Big box stores are a major segment of the overall warehouse real estate market, particularly driven by demand from online retailers and businesses seeking efficient supply chain operations. Recent economic and tariff policies have definitely dented this demand, but as these policies stabilize, increased demand could return. A fall in interest rates would be another driver.
Supply chain
The supply chain, which relies heavily on warehouse real estate, is also experiencing a transformation that could increase demand. In a report titled “Bold Predictions for 2026,” Prologis, the world’s largest logistics real estate company, cited specific supply chain trends to watch, including the following predictions:
- E-commerce companies will account for almost 25% of new rental contracts next year, while the proportion of goods sold online will reach almost 20% globally by the end of the year.
- The need for plug-and-play logistics facilities capable of supporting automation and manufacturing will be one of the top three global factors in location selection.
- Defense-related demand in the United States and Europe will breathe new life into old industrial corridors and produce a new class of specialized logistics assets.
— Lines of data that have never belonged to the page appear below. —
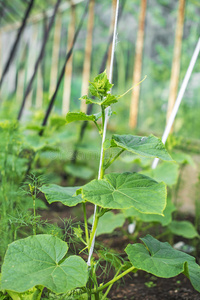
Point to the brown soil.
(137, 286)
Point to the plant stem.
(109, 288)
(86, 226)
(34, 215)
(114, 158)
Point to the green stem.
(34, 215)
(86, 226)
(114, 158)
(109, 288)
(94, 226)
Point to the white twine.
(179, 99)
(105, 123)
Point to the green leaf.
(183, 228)
(56, 193)
(107, 101)
(79, 171)
(164, 220)
(108, 222)
(145, 146)
(32, 294)
(166, 171)
(100, 86)
(161, 260)
(183, 158)
(40, 260)
(79, 116)
(126, 190)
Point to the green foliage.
(126, 190)
(183, 228)
(164, 220)
(55, 193)
(145, 146)
(41, 260)
(108, 222)
(161, 260)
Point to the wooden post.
(176, 58)
(69, 65)
(138, 66)
(112, 24)
(32, 52)
(55, 55)
(39, 91)
(88, 52)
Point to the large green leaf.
(108, 222)
(166, 171)
(145, 146)
(126, 190)
(79, 171)
(32, 294)
(40, 260)
(164, 220)
(56, 193)
(79, 116)
(183, 228)
(161, 260)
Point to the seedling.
(42, 260)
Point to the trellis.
(32, 43)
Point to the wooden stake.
(39, 92)
(32, 46)
(112, 24)
(88, 52)
(55, 55)
(138, 66)
(176, 59)
(69, 65)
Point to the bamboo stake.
(179, 97)
(62, 73)
(32, 46)
(55, 54)
(28, 89)
(39, 17)
(176, 59)
(16, 42)
(69, 65)
(88, 52)
(39, 92)
(138, 66)
(112, 24)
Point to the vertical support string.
(105, 123)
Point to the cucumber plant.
(40, 261)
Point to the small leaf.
(126, 190)
(161, 260)
(166, 171)
(80, 116)
(109, 99)
(100, 86)
(164, 220)
(145, 146)
(56, 193)
(40, 260)
(79, 171)
(183, 228)
(108, 222)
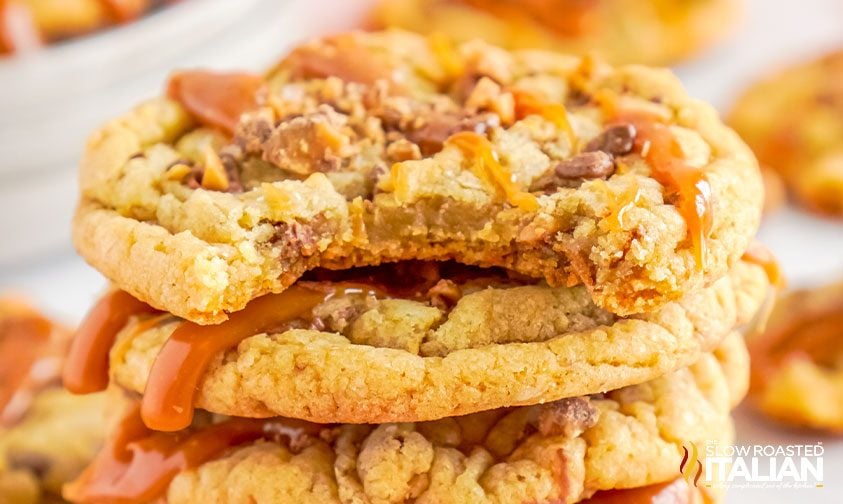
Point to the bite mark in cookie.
(507, 164)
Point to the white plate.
(810, 249)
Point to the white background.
(810, 249)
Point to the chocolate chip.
(617, 140)
(588, 165)
(437, 127)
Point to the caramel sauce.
(168, 401)
(624, 202)
(184, 358)
(341, 57)
(672, 492)
(810, 328)
(86, 369)
(137, 464)
(529, 104)
(446, 55)
(485, 164)
(26, 363)
(657, 145)
(216, 99)
(760, 255)
(18, 31)
(568, 18)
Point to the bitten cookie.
(369, 148)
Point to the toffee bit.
(588, 165)
(567, 417)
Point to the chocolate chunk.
(589, 165)
(566, 417)
(617, 140)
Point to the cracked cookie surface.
(549, 165)
(653, 32)
(356, 358)
(562, 451)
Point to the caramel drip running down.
(86, 369)
(672, 492)
(23, 340)
(761, 255)
(485, 164)
(658, 146)
(529, 104)
(215, 99)
(18, 31)
(137, 465)
(184, 358)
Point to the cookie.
(652, 32)
(797, 362)
(794, 122)
(562, 451)
(28, 24)
(371, 148)
(327, 352)
(46, 434)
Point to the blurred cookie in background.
(794, 123)
(775, 191)
(28, 24)
(47, 435)
(797, 362)
(655, 32)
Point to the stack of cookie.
(398, 270)
(47, 435)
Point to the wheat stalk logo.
(690, 461)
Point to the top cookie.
(794, 122)
(654, 32)
(365, 148)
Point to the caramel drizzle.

- Declining road transportation capacity will drive double-digit rate increases in 2026, making transportation an even larger share of total supply chain spending and amplifying the value of well-located logistics real estate.
Power
Energy appears to be one of the main drivers of real estate portfolios. Beyond the usual talk about e-commerce and the data center industry, energy availability and network densification are becoming important pricing catalysts, according to a recent report from Hines, a global real estate investment manager.
“As relocation/proximity demand continues to accelerate, albeit slowly and with somewhat uneven impact, opportunity also lies in energy-intensive infill assets that support faster, denser networks; where distance once provided an advantage, proximity now creates it,” according to the Hines report.
Relocation
Further research by Hines shows that net warehouse absorption is correlated with manufacturing construction spending.
“This trend highlights another potential source of demand not only for industrial manufacturing facilities, but also for the warehouse subsector,” according to the report, which projects that reshoring alone could increase overall warehouse demand over the next five years by approximately 35 percent.
“Despite the volatile macroeconomic landscape, driven by interest rate and trade policy uncertainties, industrial properties near ports remain vital,” Guarino said. “Tariffs can result in increased costs and supply chain challenges, but these locations are critical to maintaining supply chain resilience and adapting to business changes. »
Proximity
An example of the advantage of proximity: Amazon. Its logistics real estate strategy reflects a broader national trend, prioritizing efficiency, automation and proximity to consumers at scale, according to a memo from CoStar.
“This is an interesting inflection point for industrial developers and REITs that have benefited from the pandemic-era boom,” wrote Juan Arias, national director of industrial analysis at CoStar Group.
Arias pointed to a slowdown in leasing, noting that this year Amazon has occupied just 61 logistics properties, down from 100 in 2024 and as many as 300 in recent years. Its demand for larger facilities has reached a seven-year low, but it is still drawn to newer, taller buildings, with an emphasis on modern, efficient distribution centers, Arias said.
AI
As with everything else, artificial intelligence and real estate technology are also making their mark on the warehouse industry. They help owners and operators analyze supply chains, traffic patterns and data more effectively, which is especially important for identifying potential warehouse locations. They also help manage inventory and predict maintenance needs, which reduces costs.